“There can be no stops and starts in the kingdom of God.”
I think this has to do with intent. We can’t come with an expectation to keep one foot in the world. That doesn’t mean that the Lord doesn’t allow us to repent when, in our imperfect humanity, we get distracted at times.
{Wholehearted and unreserved love of God} is the first great commandment but the first great truth is that God already loves us wholeheartedly and unreservedly.
Obviously, this is an important cautionary tale about the uses of wealth and the needs of the poor. But ultimately it is a story about wholehearted, unreserved devotion to divine responsibility. With or without riches, each of us is to come to Christ with the same uncompromised commitment to His gospel that was expected of this young man. In the vernacular of today’s youth, we are to declare ourselves “all in.”
All who speak in this general conference will all be saying, one way or another, what Christ said to this rich young man: “Come unto your Savior. Come completely and wholeheartedly. Take up your cross, however heavy it may be, and follow Him.” They will say this knowing that in the kingdom of God, there can be no halfway measures, no starting and stopping, no turning back. To those who requested permission to bury a deceased parent or to at least say goodbye to other family members, Jesus’s reply was demanding and unequivocal. “Leave that to others,” He said. “No man, having put his hand to the plough, and looking back, is fit for the kingdom of God.” When difficult things are asked of us, even things contrary to the longings of our heart, remember that the loyalty we pledge to the cause of Christ is to be the supreme devotion of our lives.

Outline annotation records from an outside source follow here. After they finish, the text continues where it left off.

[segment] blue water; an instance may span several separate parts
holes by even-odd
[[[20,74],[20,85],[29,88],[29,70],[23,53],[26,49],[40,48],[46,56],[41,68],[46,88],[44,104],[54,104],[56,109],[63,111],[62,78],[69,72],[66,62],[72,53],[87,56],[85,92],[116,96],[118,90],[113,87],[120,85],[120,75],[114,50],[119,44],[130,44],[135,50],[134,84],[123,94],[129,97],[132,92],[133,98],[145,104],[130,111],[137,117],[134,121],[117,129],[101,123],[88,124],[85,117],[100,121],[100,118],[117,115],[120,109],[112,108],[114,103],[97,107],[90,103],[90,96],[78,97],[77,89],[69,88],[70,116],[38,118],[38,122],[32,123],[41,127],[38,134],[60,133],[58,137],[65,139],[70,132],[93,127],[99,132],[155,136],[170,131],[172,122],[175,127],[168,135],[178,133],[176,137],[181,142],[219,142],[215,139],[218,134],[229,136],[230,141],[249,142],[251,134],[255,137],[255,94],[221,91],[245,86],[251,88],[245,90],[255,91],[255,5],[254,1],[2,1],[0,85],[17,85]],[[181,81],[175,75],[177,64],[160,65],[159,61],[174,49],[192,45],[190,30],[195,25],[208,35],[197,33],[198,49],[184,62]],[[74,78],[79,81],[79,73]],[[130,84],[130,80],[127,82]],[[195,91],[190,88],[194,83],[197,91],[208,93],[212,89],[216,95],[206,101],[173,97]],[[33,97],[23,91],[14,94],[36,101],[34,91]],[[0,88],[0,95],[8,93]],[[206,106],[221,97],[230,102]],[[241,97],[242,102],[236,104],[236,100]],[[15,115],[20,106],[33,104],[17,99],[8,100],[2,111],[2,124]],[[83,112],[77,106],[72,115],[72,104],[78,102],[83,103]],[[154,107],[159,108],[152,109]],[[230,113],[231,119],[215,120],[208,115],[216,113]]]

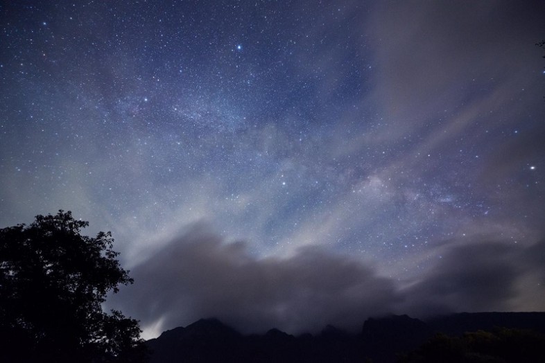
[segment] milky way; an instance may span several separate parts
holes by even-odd
[[[545,308],[544,4],[12,1],[0,13],[0,227],[62,209],[89,234],[111,230],[136,275],[116,303],[150,336],[203,315],[295,331],[327,323],[324,311],[349,325]],[[227,249],[191,271],[165,254],[200,249]],[[237,305],[187,279],[220,285],[213,260],[254,294]],[[319,297],[338,292],[316,266],[346,272],[338,304]],[[372,280],[347,282],[351,271]],[[146,288],[176,283],[164,296],[178,305],[150,308]],[[360,284],[374,297],[347,292]]]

Although Isaiah reassures us it is available “without money and without price”—and it is—we must be prepared, using T. S. Eliot’s line, to have it cost “not less than everything.”
While the blessings and peach of the gospel are not to be bought with material wealth, the full blessings only come when our devotion to Christ is complete enough that we will abandon all material concerns if they interfere with following Him.
Of course, we all have some habits or flaws or personal history that could keep us from complete spiritual immersion in this work. But God is our Father and is exceptionally good at forgiving and forgetting sins we have forsaken, perhaps because we give Him so much practice in doing so. In any case, there is divine help for every one of us at any hour we feel to make a change in our behavior.
What is the key to this breakthrough in contented, happy living? It is embedded there in the text in one sentence: “The love of God … did dwell in the hearts of the people.” When the love of God sets the tone for our own lives, for our relationships to each other and ultimately our feeling for all humankind, then old distinctions, limiting labels, and artificial divisions begin to pass away, and peace increases. That is precisely what happened in our Book of Mormon example. No longer were there Lamanites, or Jacobites, or Josephites, or Zoramites. There were no “-ites” at all. The people had taken on just one transcendent identity. They were all, it says, to be known as “the children of Christ.”
Not only did individuals see themselves as children of Christ but they saw everyone around them as no more or less than children of Christ.
Of course, we are speaking here of the first great commandment given to the human family—to love God wholeheartedly, without reservation or compromise, that is, with all our heart, might, mind, and strength. This love of God is the first great commandment in the universe. But the first great truth in the universe is that God loves us exactly that way—wholeheartedly, without reservation or compromise, with all of His heart, might, mind, and strength. And when those majestic forces from His heart and ours meet without restraint, there is a veritable explosion of spiritual, moral power. Then, as Teilhard de Chardin wrote, “for [the] second time in the history of the world, man will have discovered fire.”
It is then, and really only then, that we can effectively keep the second great commandment in ways that are not superficial or trivial. If we love God enough to try to be fully faithful to Him, He will give us the ability, the capacity, the will, and the way to love our neighbor and ourselves. Perhaps then we will be able to say once again, “There could not be a happier people among all the people who had been created by the hand of God.”
If we do not love God with our whole hearts we will not have the capacity to love our neighbors in more than superficial or trivial ways.
For the blessing of receiving the greatest of all possessions—the gift of eternal life—it is little enough that we are asked to stay the course in following the High Priest of our Profession, our Day Star, Advocate, and King.